Hi,
I keep coming across *quirks* in Drill that are quite time consuming to
deal with and are now causing mounting concerns.
This last one though is far more serious then the previous ones because it
deals with loss of data.
I'm working with a small(ish) dataset of around 1m records (which I'm more
than happy to hand over to replicate this)

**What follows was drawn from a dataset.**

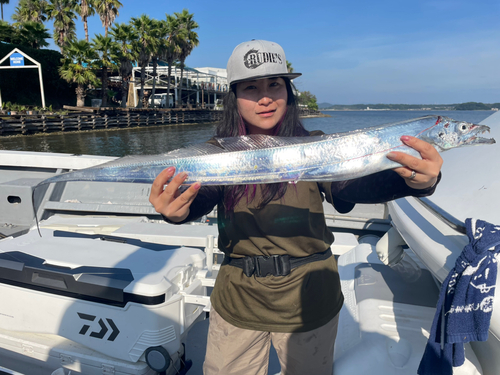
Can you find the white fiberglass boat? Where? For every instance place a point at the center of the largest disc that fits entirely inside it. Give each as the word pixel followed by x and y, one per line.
pixel 109 288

The problem goes like this:
1. with dfs.tmp.`/test.json`
- containing a structure like this (simplified);
- 800k x
{"some":"yes","others":{"other":"true","all":"false","sometimes":"yes"}}
- 100k
x
{"some":"yes","others":{"other":"true","all":"false","sometimes":"yes","additional":"last
entries only"}}
2. selecting: select some, t.others from dfs.tmp.`/test.json` as t;
- returns only this for all the records: "yes",
{"other":"true","all":"false","sometimes":"yes"}
- never returns this:
"yes", {"other":"true","all":"false","sometimes":"yes"}
The query never returns returns this:
"yes", {"other":"true","all":"false","sometimes":"yes","additional":"last
entries only"} so the last entries in the file are incorrectly represented.
To make matters a lot worse the the property is completely ignored in:
create X as * from dfs.tmp.`/test.json` and the now parquet file does not
include it at all.
It looks, to me, that the dynamic schema discovery has stopped looking for
schema changes and is quite set in it's way, so set in fact, that it's
ignoring data.
I'm guessing that this is potentially affecting more people than me.
I believe I have produced this under 1.1 and 1.2-SNAPSHOT.
Regards,
-Stefan